As they say, Garbage In, Garbage Out. As synthetic-data consumption outpaces human content creation, an information crisis could soon arrive.
A stark warning from The Register’s opinion column claims generative AI (GenAI) systems are “cannibalizing their own future” by training on synthetic data, with errors compounding so severely that outputs risk becoming “unrecognizable from reality”.
The opinion piece on 27 May argues that “model collapse” — a phenomenon where AI systems degrade after ingesting their own outputs — is accelerating, as firms prioritize cost-cutting over data quality. The collapse can accrue from three factors:
- Error accumulation, in which each model generation inherits and amplifies flaws from previous versions, causing outputs to drift from original data patterns.
- Loss of tail data: In this, rare events are erased from training data, and eventually, entire concepts are blurred
- Feedback loops then reinforce narrow patterns, creating repetitive text or biased recommendations
The column cites a 2024 Nature study showing AI models trained on predecessors’ outputs develop “irreversible defects,” including error accumulation, loss of rare data patterns, and feedback loops that amplify biases.
The self-poisoning cycle of synthetic data
According to Steven J Vaughan-Nichols, OpenAI’s claim of generating 100bn words daily underscores the scale: with synthetic content flooding the web, future models will increasingly lack human-crafted training material.

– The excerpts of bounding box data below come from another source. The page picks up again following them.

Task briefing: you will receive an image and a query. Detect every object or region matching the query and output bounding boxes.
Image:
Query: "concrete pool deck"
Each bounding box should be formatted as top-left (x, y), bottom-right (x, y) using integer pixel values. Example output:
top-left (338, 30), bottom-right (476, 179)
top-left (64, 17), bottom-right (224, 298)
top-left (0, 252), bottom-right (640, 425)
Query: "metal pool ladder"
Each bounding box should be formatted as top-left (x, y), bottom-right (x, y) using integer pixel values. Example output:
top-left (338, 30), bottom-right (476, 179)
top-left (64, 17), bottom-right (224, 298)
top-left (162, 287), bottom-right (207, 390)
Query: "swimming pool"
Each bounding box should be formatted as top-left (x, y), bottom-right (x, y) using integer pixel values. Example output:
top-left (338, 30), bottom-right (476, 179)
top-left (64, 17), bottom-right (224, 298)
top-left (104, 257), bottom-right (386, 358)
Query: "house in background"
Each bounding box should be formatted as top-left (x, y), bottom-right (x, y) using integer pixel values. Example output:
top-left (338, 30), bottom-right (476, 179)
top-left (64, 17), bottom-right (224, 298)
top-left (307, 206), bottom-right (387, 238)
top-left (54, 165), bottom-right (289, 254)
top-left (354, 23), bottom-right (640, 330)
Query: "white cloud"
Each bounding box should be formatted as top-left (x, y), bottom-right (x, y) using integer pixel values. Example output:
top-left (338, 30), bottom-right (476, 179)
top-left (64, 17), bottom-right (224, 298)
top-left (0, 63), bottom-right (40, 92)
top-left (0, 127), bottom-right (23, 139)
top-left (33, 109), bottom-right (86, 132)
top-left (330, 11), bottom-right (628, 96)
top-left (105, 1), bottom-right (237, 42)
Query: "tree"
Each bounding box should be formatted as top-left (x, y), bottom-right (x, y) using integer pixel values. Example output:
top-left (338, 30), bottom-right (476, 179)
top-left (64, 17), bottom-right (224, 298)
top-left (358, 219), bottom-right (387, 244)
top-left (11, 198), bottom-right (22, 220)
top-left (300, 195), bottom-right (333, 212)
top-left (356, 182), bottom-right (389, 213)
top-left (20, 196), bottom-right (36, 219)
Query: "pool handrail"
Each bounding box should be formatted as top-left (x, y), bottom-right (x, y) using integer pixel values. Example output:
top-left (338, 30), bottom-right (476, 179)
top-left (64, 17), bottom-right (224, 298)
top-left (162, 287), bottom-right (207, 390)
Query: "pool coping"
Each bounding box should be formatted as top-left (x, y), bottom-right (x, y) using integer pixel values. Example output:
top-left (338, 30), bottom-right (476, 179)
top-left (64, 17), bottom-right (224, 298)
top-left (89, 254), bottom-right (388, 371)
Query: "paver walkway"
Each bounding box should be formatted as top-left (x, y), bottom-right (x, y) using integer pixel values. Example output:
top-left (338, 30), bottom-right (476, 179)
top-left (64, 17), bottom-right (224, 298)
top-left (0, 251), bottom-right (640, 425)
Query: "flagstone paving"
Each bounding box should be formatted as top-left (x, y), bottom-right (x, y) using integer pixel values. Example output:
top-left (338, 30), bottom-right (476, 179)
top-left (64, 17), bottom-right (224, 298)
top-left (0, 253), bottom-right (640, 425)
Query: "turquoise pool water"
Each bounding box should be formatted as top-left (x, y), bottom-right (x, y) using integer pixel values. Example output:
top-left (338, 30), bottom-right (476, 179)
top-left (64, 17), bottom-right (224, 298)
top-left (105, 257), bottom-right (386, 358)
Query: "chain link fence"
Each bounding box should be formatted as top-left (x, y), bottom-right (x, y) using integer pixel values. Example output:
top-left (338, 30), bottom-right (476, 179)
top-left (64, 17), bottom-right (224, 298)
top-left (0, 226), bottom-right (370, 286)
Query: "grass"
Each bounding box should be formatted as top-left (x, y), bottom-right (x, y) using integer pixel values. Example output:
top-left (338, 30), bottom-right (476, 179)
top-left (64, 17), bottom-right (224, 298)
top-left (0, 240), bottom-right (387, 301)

Retrieval-augmented generation (RAG) systems, designed to ground AI in external data, offer no panacea. A Bloomberg study of 11 leading models had found that RAG reduced hallucinations, but introduced new risks such as private data leaks and biased financial advice. “It’s garbage in, garbage out — but the garbage now breeds exponentially,” the column warns.
No easy fixes for the “AI ice age”
Proposals to mix synthetic and human data face a harsh reality: as media outlets and academia increasingly rely on GenAI-generated output, high-quality human content is dwindling. The op-ed quotes AI firm Aquant’s blunt assessment: “When AI is trained on its own outputs, the results drift further from reality.”
With businesses prioritizing AI-driven “efficiency” over accuracy, the column predicts a tipping point where even “brain-dead CEOs” notice plummeting reliability. Early symptoms include hallucinated market data and reliance on content farms over SEC filings. As one exasperated researcher asked: “Where is new, expert human content supposed to come from?”